Morgan Fletcher, disfigured by a terrible accident and imagining himself “the dirty secret at the heart of the world,” lives at his sprawling family manor with only his housekeeper, Engel, for company. One day, an infant appears on his doorstep, followed by dozens more children materializing seemingly out of thin air. At first, Morgan is simply glad to be needed: the children are unperturbed by his injuries, and, with Engel's help, the household begins to approximate a normal domestic life.
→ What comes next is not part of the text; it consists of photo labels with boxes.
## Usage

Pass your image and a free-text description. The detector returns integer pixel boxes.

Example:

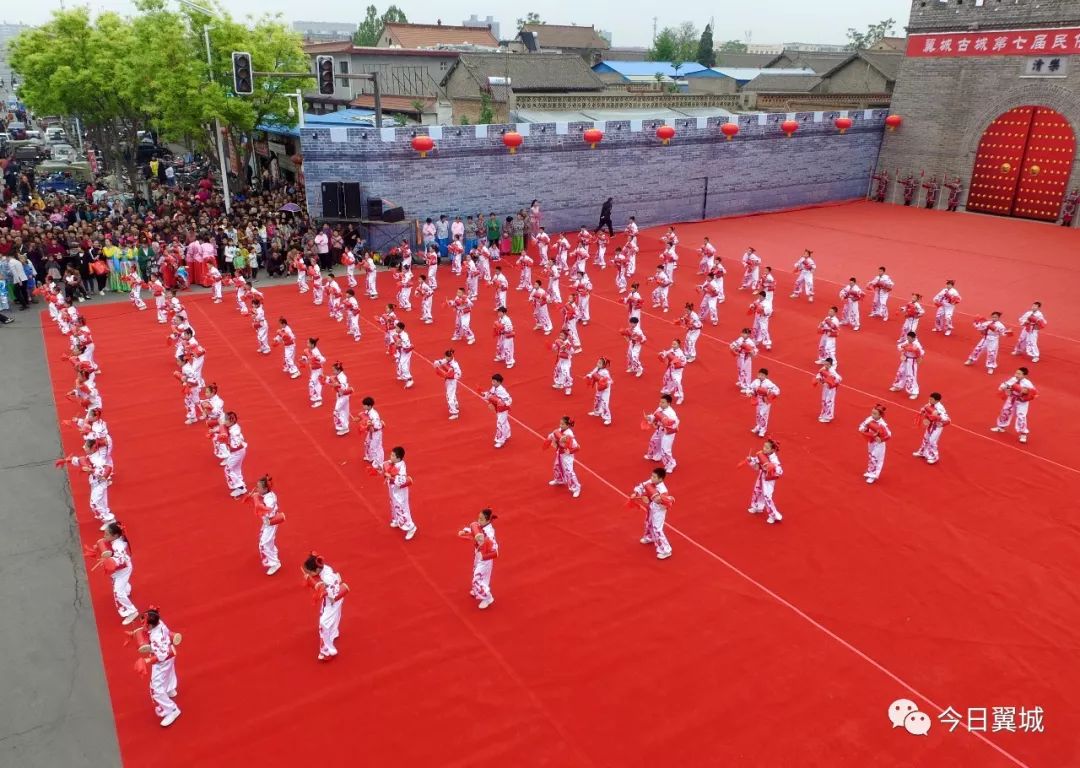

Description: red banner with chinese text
[907,27,1080,57]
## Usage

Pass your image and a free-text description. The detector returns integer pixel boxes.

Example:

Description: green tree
[647,22,699,62]
[476,92,495,125]
[11,0,310,192]
[716,40,746,53]
[694,24,716,67]
[517,11,544,31]
[352,5,408,46]
[848,18,896,51]
[9,8,152,191]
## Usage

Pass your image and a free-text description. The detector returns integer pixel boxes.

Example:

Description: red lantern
[413,136,435,158]
[502,131,525,154]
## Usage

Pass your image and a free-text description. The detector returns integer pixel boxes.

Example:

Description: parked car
[9,139,49,162]
[49,144,79,162]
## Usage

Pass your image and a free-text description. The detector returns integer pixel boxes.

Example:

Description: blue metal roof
[684,67,814,82]
[593,62,706,78]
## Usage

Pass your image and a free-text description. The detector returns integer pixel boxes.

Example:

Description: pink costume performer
[728,328,757,393]
[813,362,843,425]
[744,440,784,524]
[889,333,927,400]
[481,374,514,448]
[303,552,349,661]
[859,404,892,484]
[933,280,960,336]
[963,312,1010,375]
[866,267,894,321]
[990,368,1039,443]
[627,469,675,560]
[739,248,761,291]
[544,418,581,498]
[792,251,818,304]
[642,394,679,472]
[458,509,499,609]
[1013,301,1047,363]
[585,358,612,427]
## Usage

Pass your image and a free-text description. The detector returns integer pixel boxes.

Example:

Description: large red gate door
[1013,107,1077,221]
[967,106,1076,221]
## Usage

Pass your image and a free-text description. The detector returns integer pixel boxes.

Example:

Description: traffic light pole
[203,24,232,214]
[258,72,382,127]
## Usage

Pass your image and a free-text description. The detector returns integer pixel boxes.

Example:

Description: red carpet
[46,203,1080,768]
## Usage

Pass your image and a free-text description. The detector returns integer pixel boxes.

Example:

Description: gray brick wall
[301,110,887,243]
[879,0,1080,206]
But soon, circumstances surrounding the children get odder: they age (or fail to) in seemingly illogical ways, and they discover a mask in Morgan’s home that replicates his old face and assimilates perfectly to his scarred skin when he puts it on. When Morgan enlists a local doctor’s help in trying to discover who the children are and where they’ve come from, he must gradually travel beyond the walls of his estate, with shocking results. Lambert (With a Zero at Its Heart, 2014, etc.) offers a thoroughly original entry into the tradition of ghost stories; eschewing convention, he revels in bizarre details and images, from Morgan’s mentally ill mother trying to blind herself with rose thorns to the children worshiping an archaic wax anatomical model. Despite the strangeness of the novel’s world, the story retains its subtlety, and though it is profoundly symbolic—and not always easy to decode—it remains compulsively readable. And the reveal, when it comes, is as unforgettable and as saturated with symbolic weight as the rest of the novel; as Morgan muses, “What sense did a mask have…if to remove it meant nothing?”

A one-of-a-kind literary horror story.